Blende

Die Blende reguliert die Lichtmenge, die auf den Sensor fällt. Ist die Blende vollständig geöffnet, fällt sehr viel Licht hindurch. Je mehr die Blende geschlossen ist, desto weniger Licht kann auf den Sensor fallen. Die Blende ist zumeist ein mechanisches System, welches aus kreisförmig angeordneten Lamellen besteht, die sich übereinander verschieben um den Lichtdurchlass zu verkleinern oder zu erweitern.

Häufig kommt es in Bezug auf die Blende zu Verwirrungen, da es verschiedene Darstellungsarten gibt.

Im eigentlichen Sinne wird die Blende durch einen Bruch angegeben, den sogenannten Blendenwert. Dieser wird entweder als 1/Blendenzahl oder f/Blendenzahl angegeben. Manche Kamerahersteller geben aber nur die Blendenzahl selbst auf den Objektiven an.

Folgende Blendenzahlen gehören zur internationalen Standard-Blendenreihe:

1 | 1,4 | 2 | 2,8 | 4 | 5,6 | 8 | 11 | 16 | 22 | 32 | 45 | 64 | 90

Üblicherweise haben normale Objektive eine maximale Blendenzahl von 22, einige spezielle Ausführungen verwenden höhere Blendenzahlen.

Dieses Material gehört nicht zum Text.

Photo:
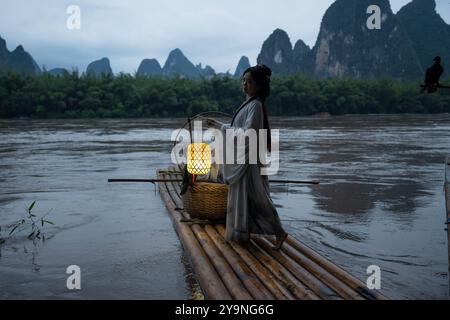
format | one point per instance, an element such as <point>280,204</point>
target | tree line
<point>73,96</point>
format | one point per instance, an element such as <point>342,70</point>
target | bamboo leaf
<point>31,206</point>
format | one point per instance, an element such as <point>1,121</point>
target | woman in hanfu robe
<point>250,207</point>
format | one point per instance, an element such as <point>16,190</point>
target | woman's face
<point>249,85</point>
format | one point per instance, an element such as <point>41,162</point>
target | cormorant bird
<point>433,75</point>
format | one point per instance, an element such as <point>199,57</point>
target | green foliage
<point>74,96</point>
<point>32,226</point>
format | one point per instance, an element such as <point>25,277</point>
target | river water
<point>380,202</point>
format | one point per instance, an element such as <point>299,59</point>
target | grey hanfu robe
<point>250,207</point>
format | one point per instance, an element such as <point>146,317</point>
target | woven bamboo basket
<point>206,200</point>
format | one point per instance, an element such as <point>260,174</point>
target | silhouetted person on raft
<point>432,76</point>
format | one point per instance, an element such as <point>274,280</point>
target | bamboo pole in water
<point>210,281</point>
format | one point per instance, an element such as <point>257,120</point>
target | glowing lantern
<point>199,158</point>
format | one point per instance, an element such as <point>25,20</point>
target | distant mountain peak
<point>276,52</point>
<point>178,65</point>
<point>18,60</point>
<point>99,67</point>
<point>149,67</point>
<point>243,65</point>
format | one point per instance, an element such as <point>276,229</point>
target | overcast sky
<point>214,32</point>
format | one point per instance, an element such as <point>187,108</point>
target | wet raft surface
<point>253,270</point>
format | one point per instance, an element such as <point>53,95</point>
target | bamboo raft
<point>447,209</point>
<point>253,270</point>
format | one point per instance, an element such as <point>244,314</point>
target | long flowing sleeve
<point>251,119</point>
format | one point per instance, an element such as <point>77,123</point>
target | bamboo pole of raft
<point>266,277</point>
<point>328,281</point>
<point>251,282</point>
<point>337,271</point>
<point>180,180</point>
<point>316,283</point>
<point>447,208</point>
<point>230,280</point>
<point>210,281</point>
<point>289,281</point>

Wenn von Blende 4 die Rede ist, ist eigentlich 1/4 oder f/4 gemeint. Die Darstellung als Bruch vereinfacht das Verständnis für die Blende. Wie aus der Mathematik bekannt, bewirkt eine Vergrösserung des Wertes unter dem Bruchstrich eine Verkleinerung der Zahl. 1/16 ist eine kleinere Zahl als 1/4. Ebenso bewirkt eine Vergrösserung der Blendenzahl eine Verringerung des Lichtdurchfalls durch die Blende. Bei einer Blendenzahl 16 ist die Blende deutlich geschlossener als bei Blendenzahl 4, es kommt also weniger Licht durch die Blendenöffnung.

Zu merken gilt:

  • Blendenwert = 1/Blendenzahl
  • Je kleiner der Blendenwert, desto weniger Licht fällt durch die Blende
  • Je grösser der Blendenwert, desto mehr Licht fällt durch die Blende

Je nach dem verfügbaren Umgebungslicht sollte man eine passende Blende wählen. Ist wenig Licht vorhanden, sollte man einen grossen Blendenwert wählen, um möglichst viel Licht durch die offene Blende auf den Sensor zu leiten. Ist es jedoch sehr hell, kann man den Lichteinfall mit einem kleinen Blendenwert regulieren. Bei einem kleinen Blendenwert ist die Blende geschlossener und lässt weniger Licht auf den Sensor. Durch die Wahl der Blende vermeidet man also Über- und Unterbelichtung von Fotos.

Die Wahl der Blende beeinflusst einige andere Faktoren der Fotografie. Wählt man einen grossen Blendenwert (also eine Blende mit kleiner Blendenzahl), dann ist die Blende weit geöffnet. Dementsprechend fällt mehr Licht auf den Sensor, was die Verwendung kurze Belichtungszeiten möglich macht. Fällt durch die Verwendung eines kleinen Blendenwertes wenig Licht auf den Sensor, muss man das Bild entsprechend lang belichten, um ein gutes Resultat zu erzielen.